Salguero notes that these beliefs support him, particularly in moments of compassion fatigue in the face of needs that are great and growing. His Puerto Rican father Hector, the pastor of the Missionary Pentecostal Church, was homeless and a heroin addict before the church transformed his life. His mother Raquel is also a pastor. Salguero himself grew up in a tough New Jersey neighborhood.

“I literally ran home from school,” he recalls. “For a lot of us engaged in spiritual work for change, our motivation is deeply autobiographical. We ourselves were helped when we needed it.”

For his part, Woolf, who lives in Greensboro, North Carolina, began his career working for large firms and business clients. Thirteen years ago, he began working for JFNA, and describes it as “the best job I ever had…When I work on things like EITC and CTC, I think that if my work can help move that ball forward, then I am in a very small way helping to solve a very huge problem in America, which is income inequality.”

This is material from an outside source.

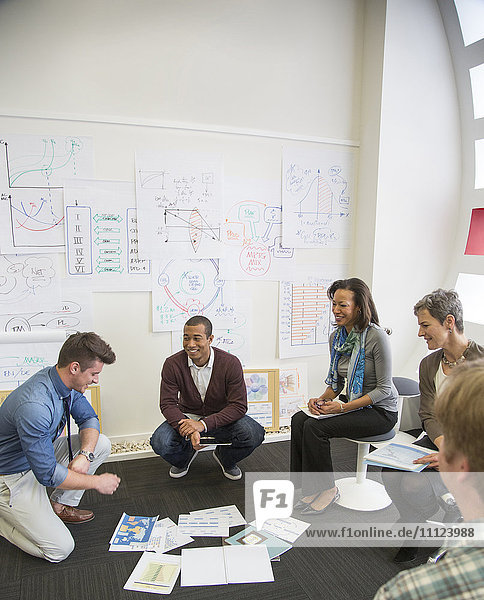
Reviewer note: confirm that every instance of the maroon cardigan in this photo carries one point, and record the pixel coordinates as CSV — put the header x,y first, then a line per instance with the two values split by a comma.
x,y
225,399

Even with a diverse coalition has supported expanding EITC, getting it done is still likely to be a challenge requiring focused efforts. Coining a phrase used by the Jewish prophet Zechariah, Salguero calls himself a “prisoner of hope.” What he hopes for now is a robust Covid-19 recovery bill that includes not only expansions of EITC and CTC, but also paid family leave.

“We have to dispel the myth that this creates dependency,” he says. “It doesn’t. It’s a stairway out of poverty, that is all. And if we do it right, maybe it could be an elevator rather than a stairway.”